HP revamps its business notebooks

Hewlett-Packard unveils a new range of notebook computers targeting busy office workers in the Asia-Pacific region.
Written by Darius Chang, Contributor

Hewlett-Packard has announced a trio of business portables and the availability of Solid State Drives (SSD) in its high-end offerings.

Unveiled to the media in Ho Chi Minh City last week, the HP Compaq 2210b, HP Compaq 6520s and HP Compaq 6720s are laptops with 12.1-inch, 14.1-inch and 15.4-inch displays, respectively, that focus on the needs of the office user.

One common question is: Why pay more for a business portable when consumer models offer much better price-to-features ratio? Well, the premium for business machines often goes into speedier service support and enhanced security tools. The latter is particularly important as most corporations value the data more than the hardware containing it.

This is why HP believes that businesses are primed to adopt SSD storage, which cost almost 10 times more than conventional magnetic hard drives. The flash-based SSD not only offers faster data access and a significant performance boost, it is also hardier and more reliable since it does not contain moving parts. According to HP, the SSD option will be available on its professional business notebook series from early November this year.

The new HP Compaq range has undergone a noticeable makeover. Unlike its older brothers which sport black exteriors and sharp corners, the latest notebook models take a page out of the entertainment Pavilion design. The inside uses a two-tone scheme with some sexy curves added, giving the illusion of a smaller girth, while the top cover is made from an attractive matt silver magnesium alloy.

Unfortunately, such beauty comes at a price. The new hinge design does not allow the screen to be rotated to 180 degrees, which may be an issue when used with third party accessories like the Logitech Alto keyboard. Backward compatibility with HP docking options are also gone, though a new selection of accessories will be made available. The trackstick option is also no longer available, leaving only the touchpad for controlling the cursor. None of the new notebooks offer any Webcam options, a feature we believe will be sorely missed by those who need to do video conferencing frequently. It seems that the latest HP models offer a step up in looks, but possibly a step down when it comes to functionality.

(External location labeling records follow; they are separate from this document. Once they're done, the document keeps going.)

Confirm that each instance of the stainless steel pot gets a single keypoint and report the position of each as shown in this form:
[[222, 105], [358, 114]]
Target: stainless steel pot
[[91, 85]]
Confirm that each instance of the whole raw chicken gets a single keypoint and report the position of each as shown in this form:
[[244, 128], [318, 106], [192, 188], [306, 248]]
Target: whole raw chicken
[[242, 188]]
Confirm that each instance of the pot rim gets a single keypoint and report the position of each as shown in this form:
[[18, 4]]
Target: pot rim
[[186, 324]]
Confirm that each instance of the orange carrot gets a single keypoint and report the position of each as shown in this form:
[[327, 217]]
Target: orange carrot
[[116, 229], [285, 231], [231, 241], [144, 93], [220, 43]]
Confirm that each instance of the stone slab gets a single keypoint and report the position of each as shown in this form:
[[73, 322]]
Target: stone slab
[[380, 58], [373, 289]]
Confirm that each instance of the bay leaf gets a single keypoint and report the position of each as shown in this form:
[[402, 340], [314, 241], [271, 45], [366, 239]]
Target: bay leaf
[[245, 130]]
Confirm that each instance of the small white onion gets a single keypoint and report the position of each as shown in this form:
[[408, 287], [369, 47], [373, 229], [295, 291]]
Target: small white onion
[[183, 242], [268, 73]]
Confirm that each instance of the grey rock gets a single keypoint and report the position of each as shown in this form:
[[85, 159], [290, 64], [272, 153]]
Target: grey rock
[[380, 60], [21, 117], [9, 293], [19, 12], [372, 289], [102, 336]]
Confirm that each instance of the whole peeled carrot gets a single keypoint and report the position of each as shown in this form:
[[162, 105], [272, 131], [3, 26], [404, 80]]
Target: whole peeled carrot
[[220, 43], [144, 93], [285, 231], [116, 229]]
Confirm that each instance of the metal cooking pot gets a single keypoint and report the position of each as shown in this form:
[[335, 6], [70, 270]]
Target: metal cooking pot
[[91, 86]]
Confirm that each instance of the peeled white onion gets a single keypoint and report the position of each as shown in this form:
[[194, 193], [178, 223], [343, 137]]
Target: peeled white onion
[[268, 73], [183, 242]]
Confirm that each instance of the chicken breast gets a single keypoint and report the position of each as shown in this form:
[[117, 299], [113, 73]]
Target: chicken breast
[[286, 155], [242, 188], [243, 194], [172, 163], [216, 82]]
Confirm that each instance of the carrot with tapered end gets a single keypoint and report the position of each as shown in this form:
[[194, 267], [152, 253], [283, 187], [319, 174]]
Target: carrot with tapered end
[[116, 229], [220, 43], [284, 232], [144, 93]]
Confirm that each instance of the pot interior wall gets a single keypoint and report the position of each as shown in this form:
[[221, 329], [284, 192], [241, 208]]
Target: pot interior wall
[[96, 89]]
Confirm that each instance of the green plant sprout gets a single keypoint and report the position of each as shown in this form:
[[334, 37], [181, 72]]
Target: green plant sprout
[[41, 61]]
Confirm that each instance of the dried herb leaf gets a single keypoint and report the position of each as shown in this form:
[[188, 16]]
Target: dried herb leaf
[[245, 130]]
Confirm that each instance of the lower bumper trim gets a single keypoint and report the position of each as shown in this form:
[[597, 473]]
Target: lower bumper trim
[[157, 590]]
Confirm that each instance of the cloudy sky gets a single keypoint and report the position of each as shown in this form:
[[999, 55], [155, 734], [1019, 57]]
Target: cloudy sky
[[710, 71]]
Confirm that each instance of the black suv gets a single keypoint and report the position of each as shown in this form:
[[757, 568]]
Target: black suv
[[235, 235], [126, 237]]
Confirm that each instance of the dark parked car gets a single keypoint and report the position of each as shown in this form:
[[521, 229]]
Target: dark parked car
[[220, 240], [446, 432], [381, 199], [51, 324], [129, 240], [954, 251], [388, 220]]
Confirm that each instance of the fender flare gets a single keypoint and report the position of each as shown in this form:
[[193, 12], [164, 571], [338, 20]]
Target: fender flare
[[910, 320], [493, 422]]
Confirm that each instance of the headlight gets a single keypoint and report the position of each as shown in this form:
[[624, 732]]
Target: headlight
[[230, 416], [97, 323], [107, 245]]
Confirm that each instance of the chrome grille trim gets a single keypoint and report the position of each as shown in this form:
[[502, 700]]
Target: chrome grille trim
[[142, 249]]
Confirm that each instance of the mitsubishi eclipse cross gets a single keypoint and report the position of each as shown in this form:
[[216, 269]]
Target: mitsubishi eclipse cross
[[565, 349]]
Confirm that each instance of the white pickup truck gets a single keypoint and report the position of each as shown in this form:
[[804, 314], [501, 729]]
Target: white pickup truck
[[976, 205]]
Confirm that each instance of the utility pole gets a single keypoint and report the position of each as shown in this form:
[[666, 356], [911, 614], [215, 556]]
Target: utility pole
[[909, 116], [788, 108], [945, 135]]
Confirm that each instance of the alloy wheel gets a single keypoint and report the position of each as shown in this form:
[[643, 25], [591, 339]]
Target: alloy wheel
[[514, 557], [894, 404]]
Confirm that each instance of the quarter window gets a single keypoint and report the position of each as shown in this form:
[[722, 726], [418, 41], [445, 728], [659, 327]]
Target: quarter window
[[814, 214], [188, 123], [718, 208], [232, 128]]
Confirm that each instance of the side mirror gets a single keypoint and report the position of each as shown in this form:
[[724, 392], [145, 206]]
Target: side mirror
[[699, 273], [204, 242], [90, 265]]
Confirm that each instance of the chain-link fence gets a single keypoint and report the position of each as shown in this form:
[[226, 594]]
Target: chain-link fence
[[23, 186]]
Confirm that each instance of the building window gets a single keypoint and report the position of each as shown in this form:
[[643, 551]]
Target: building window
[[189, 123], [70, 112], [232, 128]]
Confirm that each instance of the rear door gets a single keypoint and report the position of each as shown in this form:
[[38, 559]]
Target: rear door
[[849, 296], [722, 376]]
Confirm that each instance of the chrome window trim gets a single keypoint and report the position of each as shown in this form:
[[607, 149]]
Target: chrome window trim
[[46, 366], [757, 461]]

But what consumers are really paying for in these new portables are the HP Total Care support along with HP ProtectTools. There were a total of 26 new services announced for HP Total Care, but we will only touch on the core services here. Besides instant support and 24-hour online technical chat, HP has partnered with Symantec to offer a subscription-based HP Email Filter which removes spam before it gets to your mailbox. Should the laptop be stolen, a tracking service can be activated which will automatically send the IP address to a predefined email to help locate the lost machine. HP ProtectTools are a set of security applications which maintains the system while protecting the data in the notebook.

The new portables also come with HP's QuickLook feature. Similar to the QuickPlay feature, QuickLook allows users to access vital information such as emails and appointments on the notebooks without having to boot into Windows.

The products are available across the Asia-Pacific region.

Darius Chang of CNET Asia reported from Ho Chi Minh City.